A censura também virou parte do regime. O primeiro Código Penal criou uma categoria especial para os "crimes de imprensa". Em 1923, esse poder coercitivo foi ampliado para o setor privado — editores passaram a ser responsabilizados pessoalmente pelo conteúdo publicado.
Quando o Brasil se voltou para o autoritarismo, surgiu uma nova classe dominante, igualmente duradoura. No século XX, Getúlio Vargas e seus aliados exerceram poder ditatorial irrestrito por 15 anos. O regime militar que veio depois controlou os mecanismos de poder por mais de duas décadas. A censura se intensificou. Veículos foram proibidos, jornais pró-governo subsidiados, e opiniões dissidentes criminalizadas.
Embora os regimes tenham mudado, o patrimonialismo sobreviveu — e hoje não é diferente.
Os primeiros sinais do novo clientelismo surgiram em 2019, quando o STF expandiu sua jurisdição a níveis inéditos. No contexto do "Inquérito das Fake News", o ministro Moraes assumiu amplos poderes investigativos. Cidadãos foram presos, jornalistas silenciados, e a Polícia Federal passou a responder diretamente ao Supremo. Sem prazo de encerramento, o inquérito permitiu que Moraes julgasse de forma indefinida, unilateral e soberana — sem instâncias de controle.
Além disso, o tribunal passou a legislar. Há seis anos, criminalizou sozinho a homofobia. No mês passado, sugeriu diretrizes para a regulamentação das redes sociais. Em seguida, o ministro Gilmar Mendes encaminhou recomendações ao Congresso sobre como legislar sobre terras indígenas.
O controle da opinião pública também foi retomado. A Jovem Pan foi suspensa após reportagens precisas, inclusive sobre a prisão do então ex-presidente Lula. A plataforma X (antigo Twitter) foi temporariamente bloqueada por se recusar a remover críticas ao ministro Moraes.
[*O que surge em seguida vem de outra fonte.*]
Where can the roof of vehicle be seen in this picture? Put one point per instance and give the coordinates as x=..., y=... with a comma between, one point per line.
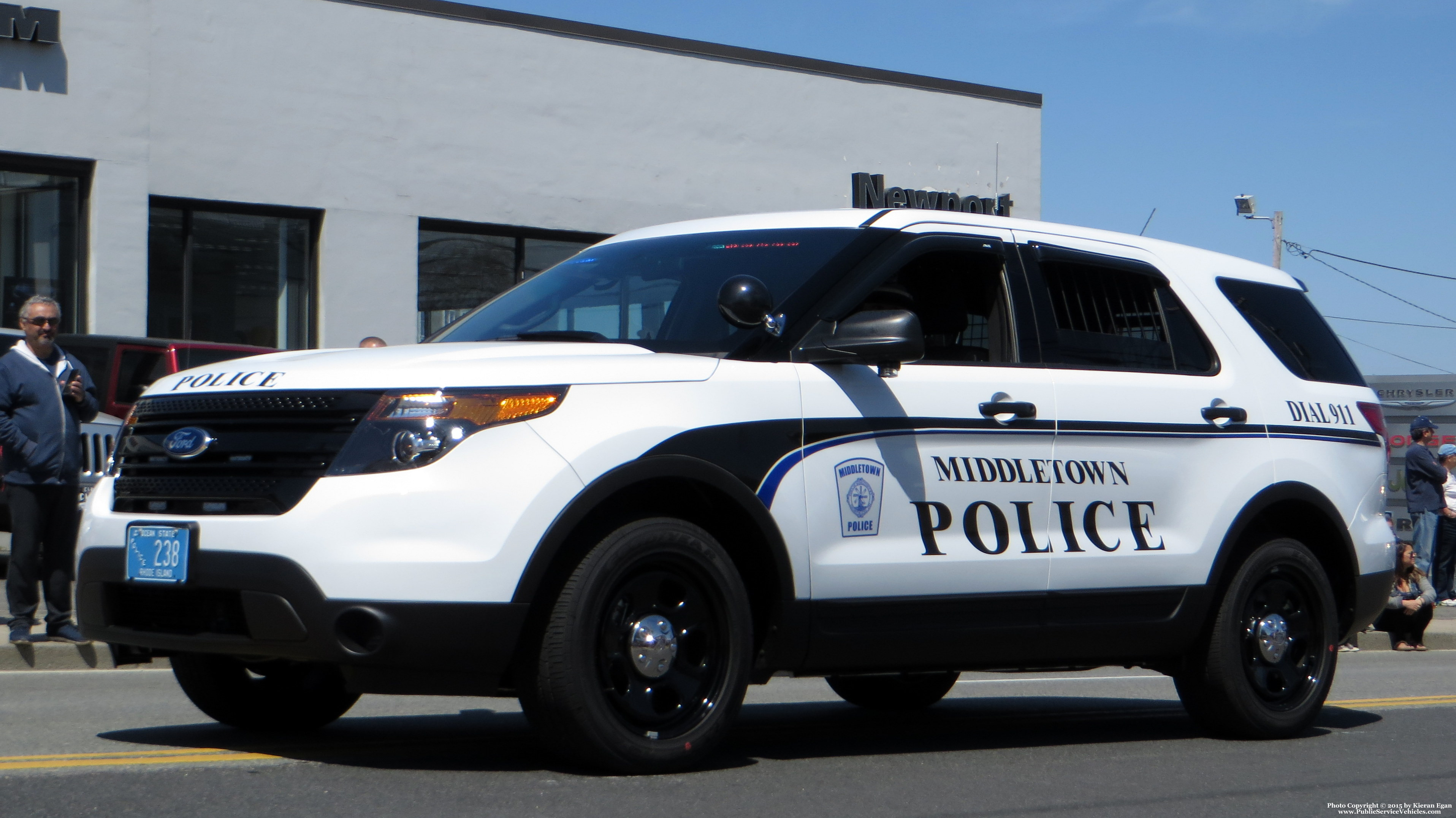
x=902, y=219
x=159, y=342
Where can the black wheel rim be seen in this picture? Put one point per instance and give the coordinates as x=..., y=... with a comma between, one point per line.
x=1285, y=682
x=676, y=702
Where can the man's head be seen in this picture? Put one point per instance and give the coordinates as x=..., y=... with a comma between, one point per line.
x=1421, y=428
x=41, y=319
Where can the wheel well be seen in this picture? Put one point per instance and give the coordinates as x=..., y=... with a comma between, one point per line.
x=698, y=503
x=1312, y=526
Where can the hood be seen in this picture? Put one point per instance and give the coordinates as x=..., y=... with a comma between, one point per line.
x=439, y=366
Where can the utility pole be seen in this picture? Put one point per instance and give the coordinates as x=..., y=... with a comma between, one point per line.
x=1245, y=207
x=1279, y=238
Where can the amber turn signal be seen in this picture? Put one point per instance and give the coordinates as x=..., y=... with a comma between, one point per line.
x=480, y=408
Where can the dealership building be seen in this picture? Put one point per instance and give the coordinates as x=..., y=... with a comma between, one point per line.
x=306, y=172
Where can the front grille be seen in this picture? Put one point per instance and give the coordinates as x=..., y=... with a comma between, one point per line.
x=187, y=612
x=267, y=450
x=97, y=453
x=233, y=404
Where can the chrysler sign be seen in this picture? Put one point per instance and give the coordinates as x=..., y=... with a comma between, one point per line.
x=35, y=25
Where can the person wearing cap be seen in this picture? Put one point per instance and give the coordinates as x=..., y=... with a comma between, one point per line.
x=1443, y=562
x=1424, y=500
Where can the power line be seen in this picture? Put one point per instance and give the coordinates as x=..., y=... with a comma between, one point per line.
x=1393, y=354
x=1393, y=323
x=1305, y=252
x=1302, y=252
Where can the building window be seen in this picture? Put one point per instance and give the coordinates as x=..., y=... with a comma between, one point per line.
x=41, y=236
x=462, y=265
x=233, y=274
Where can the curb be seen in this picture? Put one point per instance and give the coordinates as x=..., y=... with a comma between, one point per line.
x=65, y=657
x=1435, y=639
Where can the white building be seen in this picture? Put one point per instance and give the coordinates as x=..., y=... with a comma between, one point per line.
x=309, y=172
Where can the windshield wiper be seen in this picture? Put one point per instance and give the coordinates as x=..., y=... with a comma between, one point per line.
x=558, y=335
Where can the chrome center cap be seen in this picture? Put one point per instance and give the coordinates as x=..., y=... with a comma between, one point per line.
x=653, y=645
x=1273, y=637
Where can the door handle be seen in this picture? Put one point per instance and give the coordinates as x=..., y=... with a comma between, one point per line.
x=1023, y=409
x=1231, y=414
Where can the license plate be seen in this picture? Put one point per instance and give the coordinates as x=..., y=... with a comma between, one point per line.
x=158, y=554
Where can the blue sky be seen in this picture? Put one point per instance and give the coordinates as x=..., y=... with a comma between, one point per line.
x=1339, y=113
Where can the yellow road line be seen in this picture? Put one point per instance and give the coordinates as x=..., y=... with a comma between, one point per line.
x=193, y=759
x=1396, y=702
x=190, y=756
x=189, y=751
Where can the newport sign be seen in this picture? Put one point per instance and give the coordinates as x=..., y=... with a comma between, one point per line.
x=35, y=25
x=868, y=190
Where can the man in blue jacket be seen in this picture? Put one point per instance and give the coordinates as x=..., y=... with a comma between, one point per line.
x=46, y=396
x=1424, y=498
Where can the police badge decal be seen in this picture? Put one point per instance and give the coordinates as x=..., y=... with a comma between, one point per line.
x=861, y=482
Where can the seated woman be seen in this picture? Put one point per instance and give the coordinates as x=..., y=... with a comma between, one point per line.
x=1412, y=605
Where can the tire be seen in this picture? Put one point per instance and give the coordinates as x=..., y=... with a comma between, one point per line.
x=895, y=692
x=1238, y=689
x=594, y=701
x=264, y=695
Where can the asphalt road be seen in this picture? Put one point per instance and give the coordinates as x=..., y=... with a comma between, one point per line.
x=1101, y=743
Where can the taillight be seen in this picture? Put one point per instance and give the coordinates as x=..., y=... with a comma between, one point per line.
x=1377, y=418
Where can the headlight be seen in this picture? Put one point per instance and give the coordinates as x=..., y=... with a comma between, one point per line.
x=408, y=430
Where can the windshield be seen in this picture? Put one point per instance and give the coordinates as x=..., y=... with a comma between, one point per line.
x=656, y=293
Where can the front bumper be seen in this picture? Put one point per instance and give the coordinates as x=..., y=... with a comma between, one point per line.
x=255, y=605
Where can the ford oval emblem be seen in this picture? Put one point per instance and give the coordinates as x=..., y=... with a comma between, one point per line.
x=189, y=442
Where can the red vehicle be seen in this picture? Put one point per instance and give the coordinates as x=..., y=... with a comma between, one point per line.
x=126, y=366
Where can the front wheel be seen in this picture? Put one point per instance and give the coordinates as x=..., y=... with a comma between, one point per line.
x=895, y=692
x=264, y=695
x=644, y=657
x=1270, y=658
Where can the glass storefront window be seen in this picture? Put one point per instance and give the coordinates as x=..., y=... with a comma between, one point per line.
x=231, y=277
x=464, y=265
x=40, y=216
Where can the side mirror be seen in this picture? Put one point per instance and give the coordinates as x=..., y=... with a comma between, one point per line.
x=746, y=302
x=879, y=338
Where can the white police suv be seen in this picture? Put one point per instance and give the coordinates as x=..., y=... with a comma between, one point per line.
x=880, y=450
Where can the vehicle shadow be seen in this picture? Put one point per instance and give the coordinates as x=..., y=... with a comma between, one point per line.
x=491, y=741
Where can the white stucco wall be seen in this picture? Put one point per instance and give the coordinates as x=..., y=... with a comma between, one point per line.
x=387, y=117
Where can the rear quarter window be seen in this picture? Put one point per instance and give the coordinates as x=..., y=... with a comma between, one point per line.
x=1293, y=330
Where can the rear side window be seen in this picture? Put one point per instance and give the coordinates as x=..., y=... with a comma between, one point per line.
x=1120, y=319
x=1293, y=331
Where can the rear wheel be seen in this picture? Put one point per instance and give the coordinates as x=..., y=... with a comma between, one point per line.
x=1269, y=663
x=644, y=657
x=264, y=695
x=895, y=692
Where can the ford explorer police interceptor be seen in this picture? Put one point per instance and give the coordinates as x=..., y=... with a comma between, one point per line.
x=881, y=450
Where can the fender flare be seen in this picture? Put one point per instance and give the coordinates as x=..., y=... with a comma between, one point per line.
x=1258, y=504
x=676, y=466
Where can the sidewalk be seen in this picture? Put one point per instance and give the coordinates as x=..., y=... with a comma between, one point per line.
x=1439, y=637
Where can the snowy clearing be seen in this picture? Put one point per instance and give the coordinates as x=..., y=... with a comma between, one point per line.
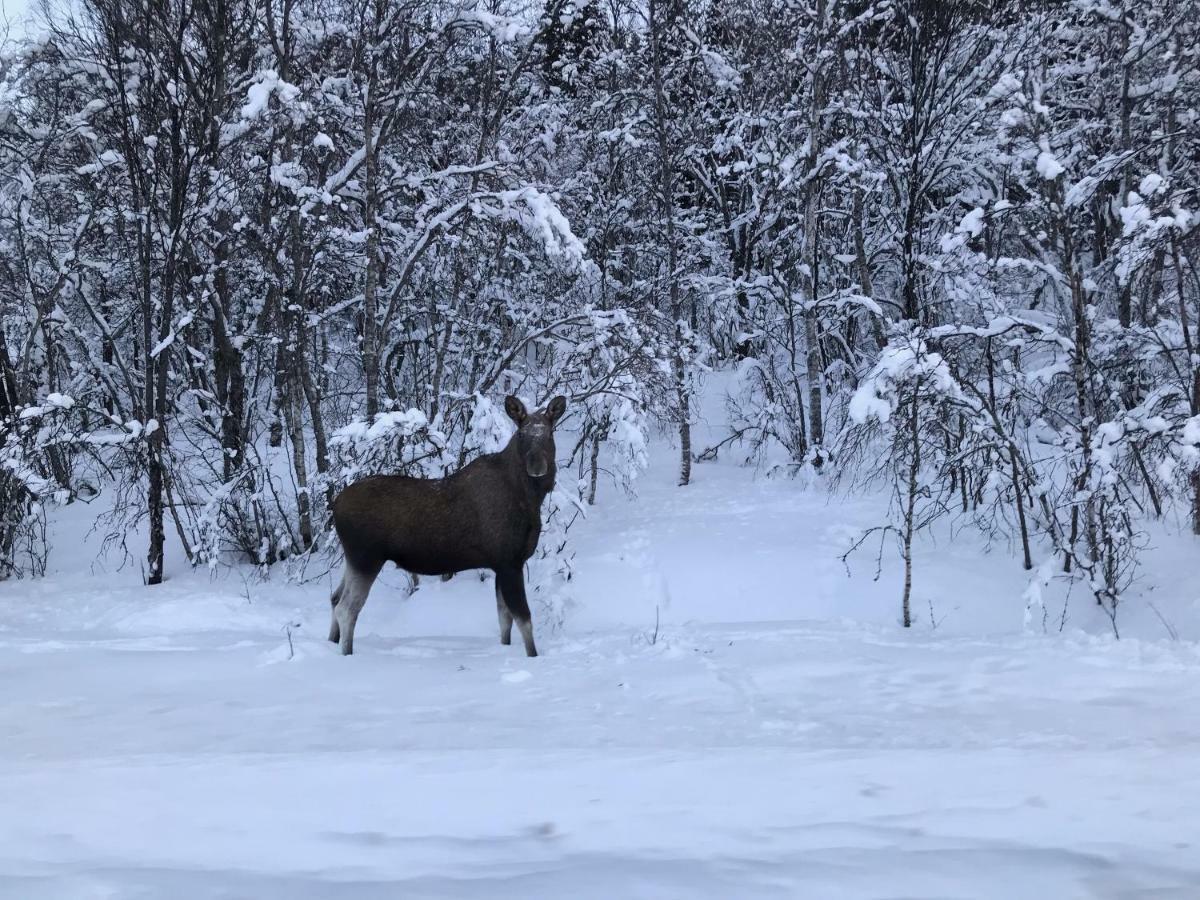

E o novo plano do tribunal, de responsabilizar diretamente plataformas de código aberto pelo conteúdo dos usuários, remete à velha lei de imprensa do século XIX.
Para completar, os ministros permanecem no cargo até os 75 anos. Ou seja, além de expandir suas atribuições, o fazem com mandatos vitalícios de fato — e sem quase nenhuma responsabilização.
A pergunta que fica é: por que o retorno ao patrimonialismo? Por que censurar, legislar, e usurpar a separação e o equilíbrio de poderes?
Como uma jovem democracia, o Brasil deixou muitas questões políticas em aberto. Diante da fragmentação partidária e da dificuldade de negociação, o Congresso passou a delegar temas polêmicos a um tribunal não eleito, mas aparentemente neutro.
Com essa inércia legislativa, o STF interpretou essa delegação como licença para liderar o país — ou, nas palavras de seu presidente, para "impulsionar a história". Suas decisões passaram a se basear em resultados políticos — efeitos econômicos, estabilidade democrática, harmonia institucional — em vez de fundamentos constitucionais.
A Constituição foi transformada em instrumento de validação das ideias “certas”, não das legais. Enquanto isso, Congresso e Executivo assistiram passivamente.
Quando a ameaça do extremismo de direita surgiu, o tribunal mais uma vez assumiu para si o dever de “salvar” o país. Em nome da defesa da democracia, baniu mídias de direita, suspendeu redes sociais e interveio no discurso público.
Sem resistência, com jurisdição ilimitada e uma sensação inflada de perigo existencial, a ambição correu solta. No fim, não restou ninguém para vigiar os próprios vigilantes.
Hoje, esse guardião todo-poderoso, censor e vitalício tornou-se o novo patrono do Brasil. Ele não responde aos excessos do governo — ele é o excesso. Não protege a liberdade de expressão — a viola. Não garante transições democráticas — as inibe.
Sob o peso do patrimonialismo, o Brasil já não é governado por leis, mas por homens e mulheres de toga.
Felipe Jafet é estudante de ciência política e história em Stanford e analista de pesquisa estudantil no Laboratório de História Hoover da Instituição Hoover da Universidade Stanford.